In an instant he is on top of me, grabbing both my wrists and pushing me into the corner of the couch. I screech at him to get off me, but instead, he twists my arms up and over my head. Stop it, I tell him, you’re hurting me. I try to buck him off me, but he is so angry. He switches his grip to hold both of my wrists in just one of his giant, hairy hands, and he smacks me hard across the face with the other. Then he lands a punch to my stomach. It bites into me and jars my bones into the sofa. I’m still struggling to break free, but his grip is too strong. I scream as loud as I can, hoping my hapless mother might decide to step in. Michael says that I need to change my f*cking attitude. I need to show him a little respect. And if I don’t, he’ll send me, and my mother, out the door. I stop fighting immediately, though I’m not sure why.
Isn’t that what I want? For me and my mother to be separate from Michael? For him to be out of our lives? But on some level I wonder, what if she says no? What if she chooses staying with him over coming with me? What if I have to watch her beg Michael to let her stay? I can’t lose any more of her. I can’t be separate from her. I won’t let him have all of her. I won’t let him wreck us any more than he already has. He won’t win.
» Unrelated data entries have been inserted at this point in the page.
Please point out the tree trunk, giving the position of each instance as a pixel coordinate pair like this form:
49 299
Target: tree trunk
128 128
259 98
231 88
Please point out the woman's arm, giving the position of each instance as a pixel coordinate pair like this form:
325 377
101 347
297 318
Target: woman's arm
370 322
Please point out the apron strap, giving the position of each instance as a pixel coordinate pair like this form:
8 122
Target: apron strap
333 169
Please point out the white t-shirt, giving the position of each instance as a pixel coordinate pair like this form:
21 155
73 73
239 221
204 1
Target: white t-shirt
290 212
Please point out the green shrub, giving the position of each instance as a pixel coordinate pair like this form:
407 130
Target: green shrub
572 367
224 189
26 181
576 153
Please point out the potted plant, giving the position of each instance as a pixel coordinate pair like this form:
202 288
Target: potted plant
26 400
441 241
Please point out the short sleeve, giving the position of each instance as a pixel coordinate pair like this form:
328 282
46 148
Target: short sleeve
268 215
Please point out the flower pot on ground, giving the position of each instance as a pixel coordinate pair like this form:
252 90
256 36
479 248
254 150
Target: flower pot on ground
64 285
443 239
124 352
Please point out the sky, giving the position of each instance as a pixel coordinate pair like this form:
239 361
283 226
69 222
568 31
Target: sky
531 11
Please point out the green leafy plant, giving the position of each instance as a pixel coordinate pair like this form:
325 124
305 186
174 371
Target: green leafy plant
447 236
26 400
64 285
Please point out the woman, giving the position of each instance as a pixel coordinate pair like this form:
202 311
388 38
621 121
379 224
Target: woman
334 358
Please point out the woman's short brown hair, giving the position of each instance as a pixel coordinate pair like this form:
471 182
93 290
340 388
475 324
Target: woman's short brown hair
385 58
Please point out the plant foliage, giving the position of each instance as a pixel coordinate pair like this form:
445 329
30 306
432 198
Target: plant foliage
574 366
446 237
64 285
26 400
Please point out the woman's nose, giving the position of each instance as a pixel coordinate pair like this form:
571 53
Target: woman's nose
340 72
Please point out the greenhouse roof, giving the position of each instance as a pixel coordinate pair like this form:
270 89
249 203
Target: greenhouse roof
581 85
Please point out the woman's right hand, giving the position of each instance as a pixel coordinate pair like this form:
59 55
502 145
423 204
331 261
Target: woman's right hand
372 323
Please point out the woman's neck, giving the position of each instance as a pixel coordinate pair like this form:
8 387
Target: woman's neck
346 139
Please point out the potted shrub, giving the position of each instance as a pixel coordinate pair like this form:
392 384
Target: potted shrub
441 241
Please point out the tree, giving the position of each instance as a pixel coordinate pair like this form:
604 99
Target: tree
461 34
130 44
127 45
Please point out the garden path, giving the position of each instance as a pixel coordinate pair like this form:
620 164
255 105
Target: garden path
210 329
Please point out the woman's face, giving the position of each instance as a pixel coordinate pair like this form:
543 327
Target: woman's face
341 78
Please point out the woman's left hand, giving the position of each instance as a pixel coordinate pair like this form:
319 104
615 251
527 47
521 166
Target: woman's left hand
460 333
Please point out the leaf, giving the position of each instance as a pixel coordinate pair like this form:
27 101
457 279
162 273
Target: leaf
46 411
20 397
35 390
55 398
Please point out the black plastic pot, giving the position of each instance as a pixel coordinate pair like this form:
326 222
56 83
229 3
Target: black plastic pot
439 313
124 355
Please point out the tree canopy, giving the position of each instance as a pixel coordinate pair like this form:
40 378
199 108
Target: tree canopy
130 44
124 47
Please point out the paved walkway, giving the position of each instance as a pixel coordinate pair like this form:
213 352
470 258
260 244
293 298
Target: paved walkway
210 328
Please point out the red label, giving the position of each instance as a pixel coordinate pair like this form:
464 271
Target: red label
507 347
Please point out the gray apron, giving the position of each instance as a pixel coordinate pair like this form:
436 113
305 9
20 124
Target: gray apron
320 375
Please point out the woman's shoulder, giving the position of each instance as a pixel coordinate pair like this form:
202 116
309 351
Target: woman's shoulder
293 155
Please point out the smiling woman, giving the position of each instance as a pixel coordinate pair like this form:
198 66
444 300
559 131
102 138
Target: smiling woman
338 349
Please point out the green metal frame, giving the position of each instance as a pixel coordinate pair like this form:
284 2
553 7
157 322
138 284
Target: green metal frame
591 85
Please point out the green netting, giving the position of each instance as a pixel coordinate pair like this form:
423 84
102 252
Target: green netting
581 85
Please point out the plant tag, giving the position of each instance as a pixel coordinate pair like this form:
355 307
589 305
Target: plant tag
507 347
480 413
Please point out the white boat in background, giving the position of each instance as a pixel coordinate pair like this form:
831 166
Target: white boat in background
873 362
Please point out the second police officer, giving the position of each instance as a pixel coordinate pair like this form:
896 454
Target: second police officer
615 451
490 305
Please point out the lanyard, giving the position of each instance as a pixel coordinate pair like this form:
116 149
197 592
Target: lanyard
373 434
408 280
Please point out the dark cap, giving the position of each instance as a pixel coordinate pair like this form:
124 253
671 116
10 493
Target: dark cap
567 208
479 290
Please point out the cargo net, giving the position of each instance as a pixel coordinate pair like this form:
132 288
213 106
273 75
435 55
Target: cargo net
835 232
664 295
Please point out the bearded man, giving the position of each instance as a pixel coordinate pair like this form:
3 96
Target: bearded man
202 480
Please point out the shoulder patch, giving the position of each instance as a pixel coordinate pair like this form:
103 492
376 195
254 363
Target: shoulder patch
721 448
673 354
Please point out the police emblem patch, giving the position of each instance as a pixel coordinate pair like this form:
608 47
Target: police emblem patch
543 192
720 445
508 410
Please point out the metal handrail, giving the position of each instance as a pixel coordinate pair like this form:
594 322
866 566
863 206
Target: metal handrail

When I am still, Michael lets go. He stands up and looks over my head. I know that my mother is there. That she heard me scream and that she saw and heard what he did. But neither of them is saying a word. A moment passes, and Michael walks toward the front door, picks up a bag, and heads down the hallway. I hear my mother walking behind me. But her footsteps aren’t getting closer, they are growing quieter. She is not coming to me, she is walking away.